The ARB appears to have ignored Hicks’s statement in its public report. Instead, the board appeared to place responsibility on Stevens.

“The Ambassador chose to travel to Benghazi that week, independent of Washington, as per standard practice,” the ARB concluded in its three pages of findings. 

“His status as the leading U.S. government advocate on Libya policy, and his expertise on Benghazi in particular, caused Washington to give unusual deference to his judgments.”

The State Department and an aide for Clinton did not respond to requests for comment.

The Obama administration has consistently described the ARB as an independent body led by two distinguished public servants — the other co-chairman is former Chairman of the Joint Chiefs of Staff Michael Mullen — to make the case that it has had the final word on Benghazi.

The ARB faulted “systemic failures and leadership and management deficiencies” in two State Department bureaus but did not recommend that anyone be fired. 

Pickering has explained the ARB’s decision to fix responsibility at the assistant secretary level as “the appropriate place to look for where the decision-making in fact takes place, where — if you like — the rubber hits the road.”

House Oversight Committee Chairman Darrell Issa (R-Calif.) has made it clear he wants more information about how that decision was made. 
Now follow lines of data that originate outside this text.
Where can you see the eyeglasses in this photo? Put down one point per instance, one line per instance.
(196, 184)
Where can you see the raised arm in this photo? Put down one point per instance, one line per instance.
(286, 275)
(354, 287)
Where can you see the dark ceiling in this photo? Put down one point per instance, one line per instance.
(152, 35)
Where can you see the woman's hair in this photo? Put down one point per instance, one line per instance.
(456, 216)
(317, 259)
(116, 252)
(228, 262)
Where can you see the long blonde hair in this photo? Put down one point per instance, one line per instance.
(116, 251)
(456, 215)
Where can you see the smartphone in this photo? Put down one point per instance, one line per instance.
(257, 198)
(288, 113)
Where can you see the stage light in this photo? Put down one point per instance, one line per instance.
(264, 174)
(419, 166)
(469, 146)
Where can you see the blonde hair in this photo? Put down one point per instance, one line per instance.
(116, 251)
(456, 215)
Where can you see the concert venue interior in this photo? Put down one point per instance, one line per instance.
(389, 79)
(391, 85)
Last week he asked Pickering to provide transcripts and notes as well as the list of witnesses interviewed by the ARB, after making the same request twice before to Secretary of State John Kerry. His next step may be to issue a subpoena for those records.
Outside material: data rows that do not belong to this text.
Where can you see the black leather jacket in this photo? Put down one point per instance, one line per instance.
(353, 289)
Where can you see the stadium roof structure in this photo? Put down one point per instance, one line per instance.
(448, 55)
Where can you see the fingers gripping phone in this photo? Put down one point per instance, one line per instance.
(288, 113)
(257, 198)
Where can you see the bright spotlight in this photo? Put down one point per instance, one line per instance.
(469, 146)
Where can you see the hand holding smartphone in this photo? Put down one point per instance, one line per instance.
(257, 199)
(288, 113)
Hicks testified that he’s been demoted to a desk job in Washington after a 22-year career in the Foreign Service since raising questions about the administration’s decision to publicly link the attack to a peaceful protest. 
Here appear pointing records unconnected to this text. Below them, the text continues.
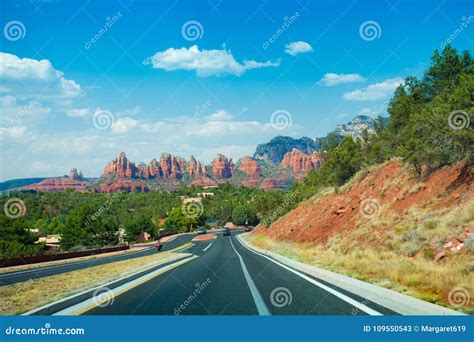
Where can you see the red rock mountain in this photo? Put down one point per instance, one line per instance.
(74, 181)
(171, 172)
(222, 168)
(301, 163)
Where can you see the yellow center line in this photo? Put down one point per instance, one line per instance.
(94, 305)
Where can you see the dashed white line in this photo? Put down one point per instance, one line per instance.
(205, 249)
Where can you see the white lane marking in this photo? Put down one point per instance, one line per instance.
(191, 245)
(345, 298)
(205, 249)
(91, 303)
(38, 269)
(257, 297)
(31, 312)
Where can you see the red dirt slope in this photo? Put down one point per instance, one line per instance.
(386, 190)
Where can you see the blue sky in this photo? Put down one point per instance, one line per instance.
(200, 77)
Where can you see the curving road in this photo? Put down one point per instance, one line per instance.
(40, 272)
(232, 280)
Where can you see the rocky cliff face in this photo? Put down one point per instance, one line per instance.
(301, 163)
(250, 167)
(222, 168)
(276, 148)
(74, 181)
(173, 172)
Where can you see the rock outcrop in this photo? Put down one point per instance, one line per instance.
(222, 168)
(301, 163)
(125, 185)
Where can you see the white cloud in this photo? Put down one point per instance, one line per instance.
(220, 115)
(124, 125)
(78, 113)
(332, 79)
(375, 91)
(295, 48)
(14, 132)
(34, 78)
(205, 62)
(14, 111)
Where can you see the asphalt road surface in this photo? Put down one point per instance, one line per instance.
(40, 272)
(226, 278)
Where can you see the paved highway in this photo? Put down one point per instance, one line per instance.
(226, 278)
(40, 272)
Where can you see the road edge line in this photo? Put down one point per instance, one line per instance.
(257, 297)
(380, 295)
(71, 311)
(48, 305)
(326, 288)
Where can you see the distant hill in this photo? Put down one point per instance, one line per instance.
(276, 148)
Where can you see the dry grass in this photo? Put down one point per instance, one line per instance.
(21, 297)
(67, 261)
(417, 277)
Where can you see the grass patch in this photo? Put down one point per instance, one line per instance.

He retained a high-profile Republican lawyer who has tangled with President Clinton’s Justice Department.

Victoria Toensing has been reaching out to media outlets prior to this week’s deposition. 

Her husband, Republican lawyer Joseph diGenova, is representing Mark Thompson, another whistle-blower who serves as the deputy coordinator for operations in the State Department’s counterterrorism bureau.

“They don’t do anything [at the State Department] without having the proper instructions to do it,” Toensing told The Hill. “They want to make it look like [Stevens] was just prancing off there on his own.”

She also pointed out an apparent contradiction within the ARB report.

Among its findings, the report concluded, “Embassy Tripoli did not demonstrate strong and sustained advocacy with Washington for increased security for Special Mission Benghazi.” 

Later on, however, the ARB found that “the number of Bureau of Diplomatic Security (DS) security staff in Benghazi on the day of the attack and in the months and weeks leading up to it was inadequate, despite repeated requests from Special Mission Benghazi and Embassy Tripoli for additional staffing.

“Board members found a pervasive realization among personnel who served in Benghazi that the Special Mission was not a high priority for Washington when it came to security-related requests, especially those relating to staffing.”

The focus on Clinton, the presumed Democratic front-runner for the 2016 presidential election should she choose to run, largely died down after her January appearance before the House and Senate, when she parried Republican accusations that she was involved in a cover-up of Benghazi. 

Her role has come under renewed scrutiny following the release of an interim report by five House committees and by this month’s testimony.

Sen. Rand Paul (R-Ky.), another potential 2016 candidate, has not shied from pointing the finger at Clinton.

“It really goes to the heart of who you are as secretary of State if you do not provide security for an embassy that is begging for it,” Paul told CNN’s “State of the Union” on Sunday.